Exquisitas gemmas
Gemma Pellicer (Barcelona, 1972) es licenciada en Filología Hispánica y en Periodismo por la Universidad Autónoma de Barcelona. Ha cultivado la crítica literaria en el diario Avui, de Barcelona, y en las revistas españolas Turia y Quimera, así como para la argentina Olivar, de la Universidad de La Plata. También ha coordinado, junto a Fernando Valls, la sección de microrrelatos "Liebre por gato" en la revista española Clarín. Sus microrrelatos han aparecido en la revista mexicana Narrativas y en Paralelo 50, vinculada al Instituto Cervantes, en las revistas electrónicas de arte DELIRIO y de cultura KAFKA, así como en el diario argentino EL LIBERAL. Mantiene un blog de literatura, donde aparecen sus microrrelatos, titulado Sueños en la memoria.EL CARACOLILLO
Se fue encogiendo primero de espaldas, brazos y piernas, hasta quedar bien prieta, como si fuera un caracolillo empeñado en absorber, de una sola vez, todo el sol que le cupiera sobre las espaldas las raras veces en que salía a pasear. Luego, cuando se le hubieron caído los dientes y el leve pelo ralo que milagrosamente conservaba, fue desprendiéndose poco a poco de los gruesos jerseys de invierno, y de las sucesivas bufandas, gorros, sombreros, orejeras y guantes de lana, para terminar vistiendo un finísimo camisón de seda por todo abrigo, como las antiguas combinaciones que antaño usaban las abuelas, muda que se reveló mucho más benévola ante los implacables cambios de que era objeto su cuerpo, cada vez más comprimido, más necesitado de presteza y agilidad.

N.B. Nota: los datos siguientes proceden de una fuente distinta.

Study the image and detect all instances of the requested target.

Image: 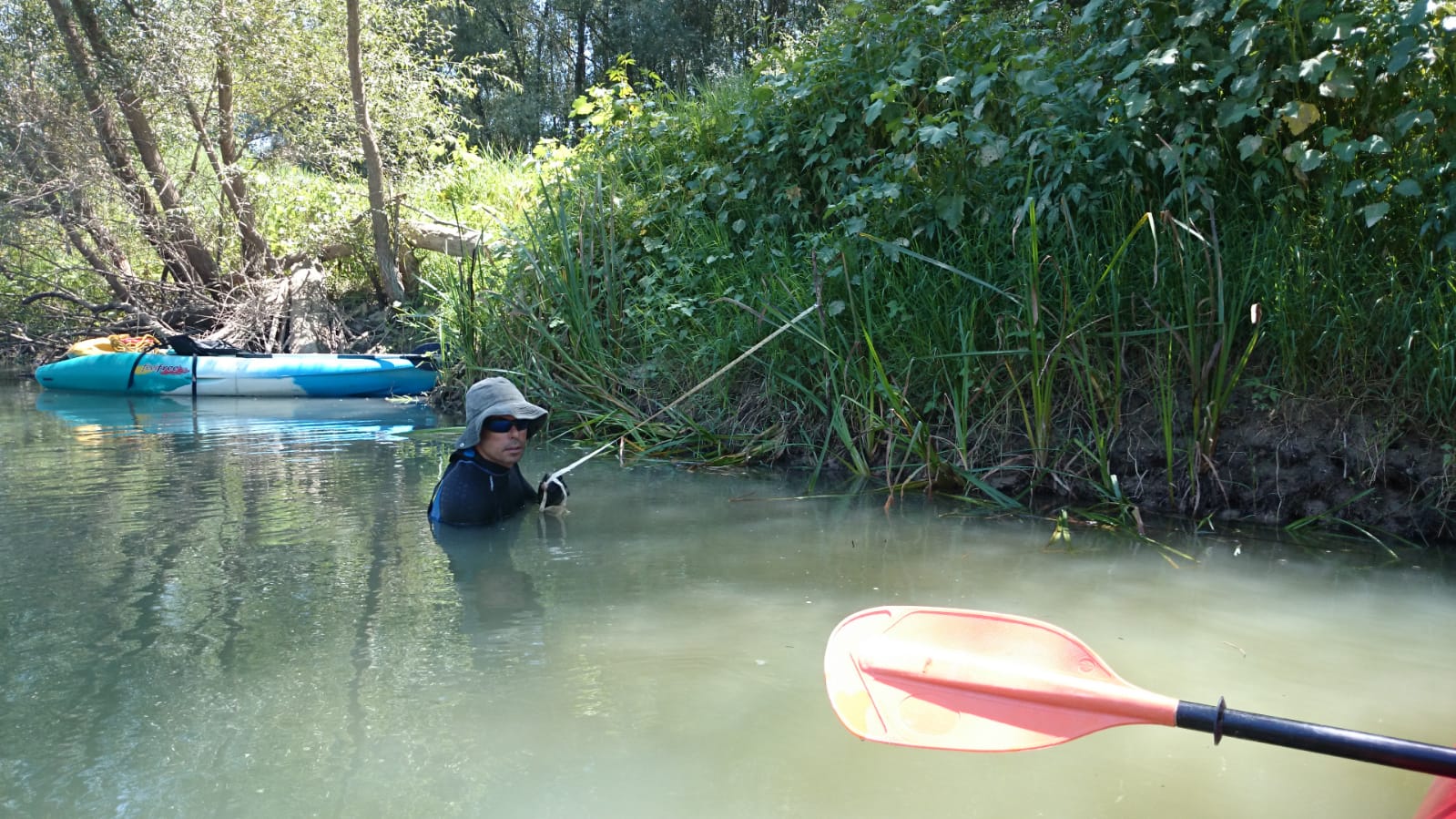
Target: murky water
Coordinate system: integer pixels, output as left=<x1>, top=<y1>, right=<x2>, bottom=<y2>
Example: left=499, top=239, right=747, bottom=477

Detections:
left=0, top=379, right=1456, bottom=819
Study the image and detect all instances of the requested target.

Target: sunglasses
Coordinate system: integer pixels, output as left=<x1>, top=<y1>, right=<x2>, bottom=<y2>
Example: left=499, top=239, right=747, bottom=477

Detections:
left=481, top=418, right=532, bottom=433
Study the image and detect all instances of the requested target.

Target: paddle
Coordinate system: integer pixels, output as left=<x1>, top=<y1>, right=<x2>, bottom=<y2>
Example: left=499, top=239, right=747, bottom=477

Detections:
left=824, top=606, right=1456, bottom=777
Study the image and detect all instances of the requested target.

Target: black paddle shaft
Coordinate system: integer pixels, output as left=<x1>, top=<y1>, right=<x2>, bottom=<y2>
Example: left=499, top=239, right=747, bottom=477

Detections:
left=1176, top=698, right=1456, bottom=777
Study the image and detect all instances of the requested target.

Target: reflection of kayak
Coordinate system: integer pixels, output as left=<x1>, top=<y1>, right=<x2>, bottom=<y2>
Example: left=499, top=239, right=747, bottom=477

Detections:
left=35, top=346, right=435, bottom=398
left=35, top=392, right=435, bottom=440
left=1415, top=777, right=1456, bottom=819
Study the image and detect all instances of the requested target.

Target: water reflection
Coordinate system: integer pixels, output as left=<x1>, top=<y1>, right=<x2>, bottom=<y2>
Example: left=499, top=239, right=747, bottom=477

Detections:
left=431, top=510, right=566, bottom=671
left=0, top=375, right=1456, bottom=819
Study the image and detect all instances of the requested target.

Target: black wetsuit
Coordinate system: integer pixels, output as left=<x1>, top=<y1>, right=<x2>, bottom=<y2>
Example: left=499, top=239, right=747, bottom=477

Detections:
left=430, top=449, right=539, bottom=526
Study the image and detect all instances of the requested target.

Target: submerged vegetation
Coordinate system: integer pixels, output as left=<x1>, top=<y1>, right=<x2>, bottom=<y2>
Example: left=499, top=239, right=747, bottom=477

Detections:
left=0, top=0, right=1456, bottom=539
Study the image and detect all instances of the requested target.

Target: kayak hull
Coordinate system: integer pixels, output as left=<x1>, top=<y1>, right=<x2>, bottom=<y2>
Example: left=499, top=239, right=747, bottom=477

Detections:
left=35, top=353, right=437, bottom=398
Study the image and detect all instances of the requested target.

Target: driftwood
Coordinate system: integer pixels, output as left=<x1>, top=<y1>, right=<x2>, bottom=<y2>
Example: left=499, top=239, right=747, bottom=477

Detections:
left=207, top=262, right=348, bottom=353
left=399, top=220, right=486, bottom=258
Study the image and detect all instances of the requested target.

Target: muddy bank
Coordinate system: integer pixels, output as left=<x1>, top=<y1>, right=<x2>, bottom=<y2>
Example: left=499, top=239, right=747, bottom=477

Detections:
left=1082, top=393, right=1456, bottom=545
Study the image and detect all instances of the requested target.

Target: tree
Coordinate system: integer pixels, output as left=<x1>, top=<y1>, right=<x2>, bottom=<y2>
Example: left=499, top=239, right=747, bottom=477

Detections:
left=345, top=0, right=405, bottom=302
left=0, top=0, right=469, bottom=342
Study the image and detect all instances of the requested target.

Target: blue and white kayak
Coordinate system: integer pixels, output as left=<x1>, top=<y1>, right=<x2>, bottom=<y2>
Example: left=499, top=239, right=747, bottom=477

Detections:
left=35, top=352, right=437, bottom=398
left=35, top=389, right=438, bottom=445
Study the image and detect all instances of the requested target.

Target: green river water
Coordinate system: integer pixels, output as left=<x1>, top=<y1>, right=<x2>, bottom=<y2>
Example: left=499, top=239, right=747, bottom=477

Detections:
left=0, top=376, right=1456, bottom=819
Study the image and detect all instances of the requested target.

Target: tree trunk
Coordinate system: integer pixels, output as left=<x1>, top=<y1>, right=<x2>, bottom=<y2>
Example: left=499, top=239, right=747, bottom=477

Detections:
left=214, top=14, right=278, bottom=272
left=46, top=0, right=217, bottom=287
left=345, top=0, right=405, bottom=302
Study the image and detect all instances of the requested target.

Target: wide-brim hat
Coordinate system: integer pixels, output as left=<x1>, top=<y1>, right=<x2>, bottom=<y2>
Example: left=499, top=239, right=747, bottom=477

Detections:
left=455, top=377, right=546, bottom=449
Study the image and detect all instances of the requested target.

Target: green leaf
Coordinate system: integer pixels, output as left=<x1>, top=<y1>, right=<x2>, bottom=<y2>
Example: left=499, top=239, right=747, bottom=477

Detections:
left=1319, top=66, right=1359, bottom=99
left=865, top=99, right=885, bottom=126
left=1395, top=109, right=1436, bottom=137
left=916, top=122, right=961, bottom=148
left=1395, top=179, right=1424, bottom=197
left=935, top=194, right=965, bottom=230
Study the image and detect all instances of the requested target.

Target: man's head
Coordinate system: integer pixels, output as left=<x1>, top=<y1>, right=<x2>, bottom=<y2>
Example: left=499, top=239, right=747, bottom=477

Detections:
left=455, top=377, right=546, bottom=466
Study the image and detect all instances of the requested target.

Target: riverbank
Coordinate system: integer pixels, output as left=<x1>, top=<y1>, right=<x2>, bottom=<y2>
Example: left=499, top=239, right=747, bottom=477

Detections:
left=8, top=351, right=1456, bottom=548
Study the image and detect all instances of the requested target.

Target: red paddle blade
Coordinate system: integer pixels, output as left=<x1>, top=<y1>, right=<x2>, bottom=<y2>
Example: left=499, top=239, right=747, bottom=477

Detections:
left=824, top=606, right=1178, bottom=751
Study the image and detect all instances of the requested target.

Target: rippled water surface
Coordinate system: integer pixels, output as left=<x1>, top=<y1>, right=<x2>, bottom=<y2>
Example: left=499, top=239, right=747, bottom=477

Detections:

Los años no sólo le habían reducido los huesos, sino también los andares, los gestos y hasta las miradas. De poder hablar con franqueza, diríase que se había convertido en un saquito de carne lleno de protuberancias, de perfil indistinguible. Los pasitos que daba para ir a la tienda de la esquina no sólo eran cortos y audaces como sus pensamientos, sino que incluso los saludos y buenos deseos que repartía eran expresados en forma de pequeñas ráfagas, como si temiera gastarlos de golpe. A decir verdad, resultaba dificilísimo reconocer en aquella pobre anciana a la mujer rotunda que había sido: si bien nunca fue alta del todo, hubo un tiempo en que sus piernas y pestañas fueron largas, y anchas sus caderas, y sus andares, acompasados, además de exhibir sonrisas y saludos calmos y generosos, capaces de enamorar a más de uno y de dos.
Tras unos breves instantes de duda, al final se ha decidido a cruzar. El coche metalizado no ha tenido tiempo de reparar en aquel caracolillo que se desplazaba por la calle medio a tientas, con la ligereza torpe de un ser espiritual.
VERDADERA NATURALEZA
Cuando era niña le gustaba morderse los labios hasta provocarse llagas; las uñas hasta el límite mismo de rompérselas; los dedos hasta hacerlos sangrar.Ahora que es mayor le gusta pintarse los labios para redefinirlos; las uñas para aumentarlas; los dedos, de negro tiznado, para devolverlos a su verdadera naturaleza de bruja piruja.
EL ABRAZO
Cuando se fundieron en un beso apasionado, ninguno de los dos creyó jamás que iba a sucederles tal cosa. Inmediatamente después de verse convertidos en un ser hermafrodita con órganos genitales masculinos y femeninos, empezaron los terribles dolores de cabeza.
Al placer, le sucedió de inmediato el miedo y hasta algún arrebato de pánico. Superada la fase inicial de exploración del cuerpo ajeno, en adelante propio, le llegó el turno a las interioridades, al descubrimiento íntimo del otro, de sus secretos y pensamientos más desnudos.
No hubo nada que hacer. Fue inevitable. Desde entonces, ya no se quieren en absoluto.